Back in October 2021, meanwhile, Sanofi and Regeneron issued their first clutch of late-stage prurigo nodularis data from Dupixent’s Prime2 study. In addition to similar itch and skin clearance data as the Prime results, Prime2 also found the antibody charted greater improvements than placebo in addressing anxiety and depression symptoms.

Aside from prurigo nodularis, Sanofi and Regeneron are testing Dupixent in a trio of other skin conditions with underlying type 2 inflammation. Those are atopic dermatitis in patients as young as six months old—where Dupixent is approved in the U.S. and awaiting a decision in that age group from the EMA—plus chronic spontaneous urticaria and bullous pemphigoid.

Regeneron’s Akinlade figures it’s “just the beginning” of Dupixent’s continued growth in a range of conditions underpinned by type 2 inflammation. Patel concurred, noting that Dupixent’s journey is still “mid-stream.”

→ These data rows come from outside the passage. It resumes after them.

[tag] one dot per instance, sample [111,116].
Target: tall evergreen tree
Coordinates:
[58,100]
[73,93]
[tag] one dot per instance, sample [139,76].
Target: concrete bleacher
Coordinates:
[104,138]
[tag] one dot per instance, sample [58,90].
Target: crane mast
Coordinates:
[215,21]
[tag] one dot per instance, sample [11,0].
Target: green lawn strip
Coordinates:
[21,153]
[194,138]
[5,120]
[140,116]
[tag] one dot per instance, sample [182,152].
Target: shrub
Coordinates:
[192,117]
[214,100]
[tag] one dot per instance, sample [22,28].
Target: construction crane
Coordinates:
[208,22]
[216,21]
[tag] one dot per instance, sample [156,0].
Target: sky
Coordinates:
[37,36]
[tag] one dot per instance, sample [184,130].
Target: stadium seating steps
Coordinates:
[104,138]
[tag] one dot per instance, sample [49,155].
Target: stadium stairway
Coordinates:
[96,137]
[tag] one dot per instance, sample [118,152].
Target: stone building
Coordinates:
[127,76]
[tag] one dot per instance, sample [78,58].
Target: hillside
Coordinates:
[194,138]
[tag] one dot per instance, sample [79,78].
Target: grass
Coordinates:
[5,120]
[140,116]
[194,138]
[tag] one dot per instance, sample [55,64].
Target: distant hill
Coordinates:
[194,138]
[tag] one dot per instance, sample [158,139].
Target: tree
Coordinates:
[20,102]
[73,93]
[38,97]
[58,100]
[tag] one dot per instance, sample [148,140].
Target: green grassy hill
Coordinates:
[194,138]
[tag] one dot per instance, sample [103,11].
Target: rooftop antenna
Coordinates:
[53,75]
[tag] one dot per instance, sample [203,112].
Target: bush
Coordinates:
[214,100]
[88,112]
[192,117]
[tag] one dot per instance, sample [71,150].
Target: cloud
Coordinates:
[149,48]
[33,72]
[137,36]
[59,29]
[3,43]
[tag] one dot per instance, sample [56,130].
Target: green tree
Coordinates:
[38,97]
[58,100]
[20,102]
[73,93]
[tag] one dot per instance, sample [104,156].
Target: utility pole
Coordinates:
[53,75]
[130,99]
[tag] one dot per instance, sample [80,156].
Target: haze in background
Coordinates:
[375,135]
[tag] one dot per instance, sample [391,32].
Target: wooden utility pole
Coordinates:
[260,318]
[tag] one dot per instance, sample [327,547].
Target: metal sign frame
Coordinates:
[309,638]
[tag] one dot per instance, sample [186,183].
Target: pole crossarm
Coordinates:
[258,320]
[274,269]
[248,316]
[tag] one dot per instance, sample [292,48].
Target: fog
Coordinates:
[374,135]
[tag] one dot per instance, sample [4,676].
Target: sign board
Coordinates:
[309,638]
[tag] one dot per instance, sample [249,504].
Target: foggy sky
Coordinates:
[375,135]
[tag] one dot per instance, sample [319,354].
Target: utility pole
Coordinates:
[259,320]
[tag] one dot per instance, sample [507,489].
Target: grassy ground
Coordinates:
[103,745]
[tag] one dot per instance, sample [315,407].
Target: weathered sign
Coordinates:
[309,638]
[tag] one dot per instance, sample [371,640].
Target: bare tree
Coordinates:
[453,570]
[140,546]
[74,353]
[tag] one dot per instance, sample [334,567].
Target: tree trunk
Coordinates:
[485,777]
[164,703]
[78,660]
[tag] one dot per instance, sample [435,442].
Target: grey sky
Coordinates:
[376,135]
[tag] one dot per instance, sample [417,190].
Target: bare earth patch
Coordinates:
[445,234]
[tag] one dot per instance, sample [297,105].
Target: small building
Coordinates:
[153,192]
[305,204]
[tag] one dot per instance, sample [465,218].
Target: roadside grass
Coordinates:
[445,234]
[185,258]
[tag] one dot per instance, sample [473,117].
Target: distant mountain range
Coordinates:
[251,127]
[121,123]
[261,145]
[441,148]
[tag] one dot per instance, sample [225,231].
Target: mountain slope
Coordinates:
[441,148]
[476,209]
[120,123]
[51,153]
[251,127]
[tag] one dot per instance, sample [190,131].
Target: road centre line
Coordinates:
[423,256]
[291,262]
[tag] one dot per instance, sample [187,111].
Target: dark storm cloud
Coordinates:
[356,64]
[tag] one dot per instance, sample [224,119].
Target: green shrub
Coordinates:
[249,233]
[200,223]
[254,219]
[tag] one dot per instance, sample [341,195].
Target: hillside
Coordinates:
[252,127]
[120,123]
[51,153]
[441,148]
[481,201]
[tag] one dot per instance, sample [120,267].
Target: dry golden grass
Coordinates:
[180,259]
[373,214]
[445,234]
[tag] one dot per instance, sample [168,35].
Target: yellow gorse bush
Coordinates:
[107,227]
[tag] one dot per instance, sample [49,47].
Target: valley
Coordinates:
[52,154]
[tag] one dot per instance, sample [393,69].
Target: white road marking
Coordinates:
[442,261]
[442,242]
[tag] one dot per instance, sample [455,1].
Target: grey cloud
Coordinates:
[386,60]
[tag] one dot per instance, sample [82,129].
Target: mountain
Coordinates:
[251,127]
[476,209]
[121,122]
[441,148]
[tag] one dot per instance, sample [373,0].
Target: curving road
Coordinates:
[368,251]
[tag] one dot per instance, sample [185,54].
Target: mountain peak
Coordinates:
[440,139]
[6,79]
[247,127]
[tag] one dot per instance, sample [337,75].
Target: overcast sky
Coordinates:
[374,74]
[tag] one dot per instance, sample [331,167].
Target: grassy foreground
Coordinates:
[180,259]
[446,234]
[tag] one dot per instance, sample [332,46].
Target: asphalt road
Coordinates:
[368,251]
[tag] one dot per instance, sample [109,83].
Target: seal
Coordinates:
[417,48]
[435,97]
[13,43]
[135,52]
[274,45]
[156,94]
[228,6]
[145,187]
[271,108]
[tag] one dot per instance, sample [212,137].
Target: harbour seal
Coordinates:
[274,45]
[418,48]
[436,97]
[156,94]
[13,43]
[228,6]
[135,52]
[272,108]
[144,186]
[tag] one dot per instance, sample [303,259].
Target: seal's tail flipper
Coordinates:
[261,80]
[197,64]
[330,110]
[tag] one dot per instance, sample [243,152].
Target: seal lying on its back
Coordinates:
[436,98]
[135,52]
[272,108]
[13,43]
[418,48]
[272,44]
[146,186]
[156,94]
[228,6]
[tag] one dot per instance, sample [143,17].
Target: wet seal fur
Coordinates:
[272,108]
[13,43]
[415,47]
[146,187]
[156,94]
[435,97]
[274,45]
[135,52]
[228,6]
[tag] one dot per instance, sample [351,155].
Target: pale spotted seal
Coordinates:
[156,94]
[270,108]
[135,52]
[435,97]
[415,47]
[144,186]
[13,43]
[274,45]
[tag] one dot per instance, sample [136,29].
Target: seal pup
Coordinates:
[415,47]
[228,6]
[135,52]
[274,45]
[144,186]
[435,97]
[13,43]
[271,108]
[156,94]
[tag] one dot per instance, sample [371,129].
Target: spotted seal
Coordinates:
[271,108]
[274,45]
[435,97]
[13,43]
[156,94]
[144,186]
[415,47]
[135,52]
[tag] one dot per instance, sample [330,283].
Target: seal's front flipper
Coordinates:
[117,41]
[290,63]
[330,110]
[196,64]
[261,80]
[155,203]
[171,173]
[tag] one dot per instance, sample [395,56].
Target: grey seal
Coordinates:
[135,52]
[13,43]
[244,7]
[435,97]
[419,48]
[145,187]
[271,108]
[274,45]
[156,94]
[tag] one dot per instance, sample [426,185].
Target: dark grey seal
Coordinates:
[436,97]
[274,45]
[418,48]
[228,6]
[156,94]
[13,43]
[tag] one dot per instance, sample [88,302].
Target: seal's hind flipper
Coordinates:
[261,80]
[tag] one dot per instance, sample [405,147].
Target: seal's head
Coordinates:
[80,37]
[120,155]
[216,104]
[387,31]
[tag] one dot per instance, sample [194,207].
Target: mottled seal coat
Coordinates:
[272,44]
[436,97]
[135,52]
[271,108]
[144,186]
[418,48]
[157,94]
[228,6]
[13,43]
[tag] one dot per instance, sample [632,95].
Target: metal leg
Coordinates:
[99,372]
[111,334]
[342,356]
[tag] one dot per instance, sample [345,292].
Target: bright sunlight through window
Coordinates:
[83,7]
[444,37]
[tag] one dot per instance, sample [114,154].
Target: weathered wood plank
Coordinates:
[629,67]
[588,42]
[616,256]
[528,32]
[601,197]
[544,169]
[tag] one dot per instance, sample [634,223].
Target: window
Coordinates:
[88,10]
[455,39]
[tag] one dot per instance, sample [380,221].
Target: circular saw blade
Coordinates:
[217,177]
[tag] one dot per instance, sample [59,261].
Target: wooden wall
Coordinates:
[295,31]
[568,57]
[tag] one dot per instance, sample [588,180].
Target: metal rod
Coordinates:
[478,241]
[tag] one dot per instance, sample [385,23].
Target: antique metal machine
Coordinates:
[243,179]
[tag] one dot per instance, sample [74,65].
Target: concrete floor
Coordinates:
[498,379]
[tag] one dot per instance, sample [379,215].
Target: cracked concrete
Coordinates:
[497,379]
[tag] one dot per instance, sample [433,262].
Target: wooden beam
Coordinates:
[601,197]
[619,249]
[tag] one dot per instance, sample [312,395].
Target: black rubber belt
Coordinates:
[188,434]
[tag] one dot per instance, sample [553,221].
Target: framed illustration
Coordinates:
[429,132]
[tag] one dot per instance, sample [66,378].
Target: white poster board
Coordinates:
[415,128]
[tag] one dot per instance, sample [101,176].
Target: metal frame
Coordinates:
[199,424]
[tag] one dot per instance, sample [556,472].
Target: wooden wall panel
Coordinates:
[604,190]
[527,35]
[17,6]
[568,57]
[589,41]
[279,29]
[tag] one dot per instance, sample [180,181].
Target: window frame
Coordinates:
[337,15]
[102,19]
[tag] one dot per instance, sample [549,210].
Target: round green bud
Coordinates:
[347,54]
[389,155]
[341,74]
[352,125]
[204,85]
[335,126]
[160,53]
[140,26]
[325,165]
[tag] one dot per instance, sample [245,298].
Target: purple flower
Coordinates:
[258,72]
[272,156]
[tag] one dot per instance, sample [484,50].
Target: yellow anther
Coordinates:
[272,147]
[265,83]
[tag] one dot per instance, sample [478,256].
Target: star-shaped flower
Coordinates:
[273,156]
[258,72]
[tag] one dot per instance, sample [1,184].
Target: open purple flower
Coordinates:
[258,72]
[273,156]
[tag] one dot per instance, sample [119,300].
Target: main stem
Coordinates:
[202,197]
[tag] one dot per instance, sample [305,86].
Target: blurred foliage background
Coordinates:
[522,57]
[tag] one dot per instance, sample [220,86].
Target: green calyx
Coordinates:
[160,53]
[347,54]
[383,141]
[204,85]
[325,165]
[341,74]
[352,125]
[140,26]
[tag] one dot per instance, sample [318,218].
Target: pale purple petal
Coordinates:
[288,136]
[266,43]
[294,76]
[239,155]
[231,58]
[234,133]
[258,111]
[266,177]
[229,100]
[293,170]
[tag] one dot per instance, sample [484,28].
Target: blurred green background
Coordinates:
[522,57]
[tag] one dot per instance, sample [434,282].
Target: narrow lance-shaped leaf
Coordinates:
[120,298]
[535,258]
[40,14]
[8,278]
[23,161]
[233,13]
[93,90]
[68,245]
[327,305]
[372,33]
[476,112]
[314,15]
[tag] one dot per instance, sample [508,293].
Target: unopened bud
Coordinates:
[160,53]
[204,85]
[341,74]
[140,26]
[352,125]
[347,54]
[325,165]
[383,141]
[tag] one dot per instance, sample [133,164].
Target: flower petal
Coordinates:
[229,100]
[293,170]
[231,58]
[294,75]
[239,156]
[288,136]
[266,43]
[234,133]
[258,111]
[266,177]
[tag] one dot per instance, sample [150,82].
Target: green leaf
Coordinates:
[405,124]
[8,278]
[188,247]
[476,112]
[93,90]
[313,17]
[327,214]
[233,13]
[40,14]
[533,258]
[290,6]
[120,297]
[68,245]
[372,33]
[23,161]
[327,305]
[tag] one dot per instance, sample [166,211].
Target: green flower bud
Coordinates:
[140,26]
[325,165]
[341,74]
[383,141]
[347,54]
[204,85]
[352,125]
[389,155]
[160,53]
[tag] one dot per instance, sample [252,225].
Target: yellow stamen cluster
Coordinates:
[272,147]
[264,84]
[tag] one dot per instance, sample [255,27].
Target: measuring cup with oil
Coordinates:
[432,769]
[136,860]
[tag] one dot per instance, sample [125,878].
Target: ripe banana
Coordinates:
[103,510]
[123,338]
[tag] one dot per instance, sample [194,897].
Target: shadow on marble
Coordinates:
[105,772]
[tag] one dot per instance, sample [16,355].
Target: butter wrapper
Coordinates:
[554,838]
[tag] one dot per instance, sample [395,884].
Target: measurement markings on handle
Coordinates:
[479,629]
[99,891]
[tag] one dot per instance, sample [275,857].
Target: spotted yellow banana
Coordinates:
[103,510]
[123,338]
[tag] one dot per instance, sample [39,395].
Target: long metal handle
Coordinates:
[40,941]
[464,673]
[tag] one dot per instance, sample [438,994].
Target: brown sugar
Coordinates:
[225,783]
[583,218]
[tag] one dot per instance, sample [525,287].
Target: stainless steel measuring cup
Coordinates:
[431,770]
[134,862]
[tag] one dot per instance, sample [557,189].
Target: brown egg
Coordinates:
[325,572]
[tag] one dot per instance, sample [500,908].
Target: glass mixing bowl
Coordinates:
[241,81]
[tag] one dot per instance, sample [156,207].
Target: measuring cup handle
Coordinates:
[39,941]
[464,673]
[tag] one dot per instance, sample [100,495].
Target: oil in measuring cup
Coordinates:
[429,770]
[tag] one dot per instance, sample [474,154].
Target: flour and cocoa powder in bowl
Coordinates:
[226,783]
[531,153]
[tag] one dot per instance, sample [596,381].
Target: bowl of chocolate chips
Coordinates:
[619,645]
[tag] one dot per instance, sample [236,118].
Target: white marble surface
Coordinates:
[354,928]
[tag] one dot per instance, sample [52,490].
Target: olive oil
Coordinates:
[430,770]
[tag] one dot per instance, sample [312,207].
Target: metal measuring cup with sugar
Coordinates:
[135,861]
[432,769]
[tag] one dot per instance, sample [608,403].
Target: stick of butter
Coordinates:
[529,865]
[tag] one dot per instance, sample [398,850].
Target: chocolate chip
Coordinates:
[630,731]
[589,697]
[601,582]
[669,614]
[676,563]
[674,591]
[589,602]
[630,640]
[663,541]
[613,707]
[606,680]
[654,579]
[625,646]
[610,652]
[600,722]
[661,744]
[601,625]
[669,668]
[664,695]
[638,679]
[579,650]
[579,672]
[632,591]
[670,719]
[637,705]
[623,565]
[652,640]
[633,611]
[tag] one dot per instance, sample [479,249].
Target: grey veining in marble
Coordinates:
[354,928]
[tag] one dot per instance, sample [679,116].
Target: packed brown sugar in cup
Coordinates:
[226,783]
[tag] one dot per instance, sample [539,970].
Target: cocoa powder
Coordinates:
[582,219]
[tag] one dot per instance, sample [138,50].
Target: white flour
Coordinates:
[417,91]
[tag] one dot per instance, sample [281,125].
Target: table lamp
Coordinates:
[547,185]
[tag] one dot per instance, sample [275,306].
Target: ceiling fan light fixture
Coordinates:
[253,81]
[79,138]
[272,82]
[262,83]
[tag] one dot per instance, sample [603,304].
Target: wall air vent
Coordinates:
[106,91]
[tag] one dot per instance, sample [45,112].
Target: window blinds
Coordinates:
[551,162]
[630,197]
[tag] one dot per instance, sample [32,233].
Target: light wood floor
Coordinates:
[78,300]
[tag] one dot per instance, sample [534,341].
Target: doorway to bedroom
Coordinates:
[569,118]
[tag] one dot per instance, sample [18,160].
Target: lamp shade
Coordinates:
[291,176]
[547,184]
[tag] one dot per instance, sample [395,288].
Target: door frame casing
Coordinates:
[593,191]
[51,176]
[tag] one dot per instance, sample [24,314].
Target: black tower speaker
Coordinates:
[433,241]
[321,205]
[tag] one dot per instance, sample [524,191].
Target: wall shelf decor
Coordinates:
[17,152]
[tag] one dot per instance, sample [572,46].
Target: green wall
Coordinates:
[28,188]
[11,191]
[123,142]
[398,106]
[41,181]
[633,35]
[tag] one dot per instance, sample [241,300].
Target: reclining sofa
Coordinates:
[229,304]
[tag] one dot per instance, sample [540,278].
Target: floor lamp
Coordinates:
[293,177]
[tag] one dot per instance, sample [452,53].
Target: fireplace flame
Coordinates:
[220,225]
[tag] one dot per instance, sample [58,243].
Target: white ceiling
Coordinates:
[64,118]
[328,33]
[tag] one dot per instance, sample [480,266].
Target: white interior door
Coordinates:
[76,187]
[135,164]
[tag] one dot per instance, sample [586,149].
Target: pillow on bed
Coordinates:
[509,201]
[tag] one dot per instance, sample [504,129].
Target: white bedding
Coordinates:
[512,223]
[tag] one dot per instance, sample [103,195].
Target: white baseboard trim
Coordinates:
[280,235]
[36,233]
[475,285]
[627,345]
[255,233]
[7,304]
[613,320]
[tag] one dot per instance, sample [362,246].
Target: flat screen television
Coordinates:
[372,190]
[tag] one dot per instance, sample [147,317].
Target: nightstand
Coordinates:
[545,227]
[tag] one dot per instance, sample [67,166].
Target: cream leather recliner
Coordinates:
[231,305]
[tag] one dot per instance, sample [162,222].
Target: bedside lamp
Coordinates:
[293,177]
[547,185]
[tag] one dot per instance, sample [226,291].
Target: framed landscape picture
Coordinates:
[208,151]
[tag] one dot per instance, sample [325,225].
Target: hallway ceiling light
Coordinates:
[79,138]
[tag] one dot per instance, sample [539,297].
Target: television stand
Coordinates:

“Clearly, Dupixent remains the No. 1 driver of our growth story,” Sanofi’s chief executive Paul Hudson said on the company’s recent second-quarter earnings call. For the second three months of 2022, Dupixent pulled down sales of 1.96 billion euros, growing 43.4% at constant currencies, Sanofi said at the time.

The idea that Dupixent is just at the start of its ascent is a common refrain for Sanofi, which recently upgraded its peak sales target for the med from 10 billion euros to more than 13 billion euros (about $14.44 billion). Upcoming readouts in chronic obstructive pulmonary disease due next year could drive that sales potential even higher.

Dupixent was originally approved in the U.S. in 2017 for eczema. Since then, it's won green lights in three diseases across multiple age groups. This year alone, Dupixent racked up wins in atopic dermatitis, severe asthma including in younger patients and an approval as the first medication to treat eosinophilic esophagitis.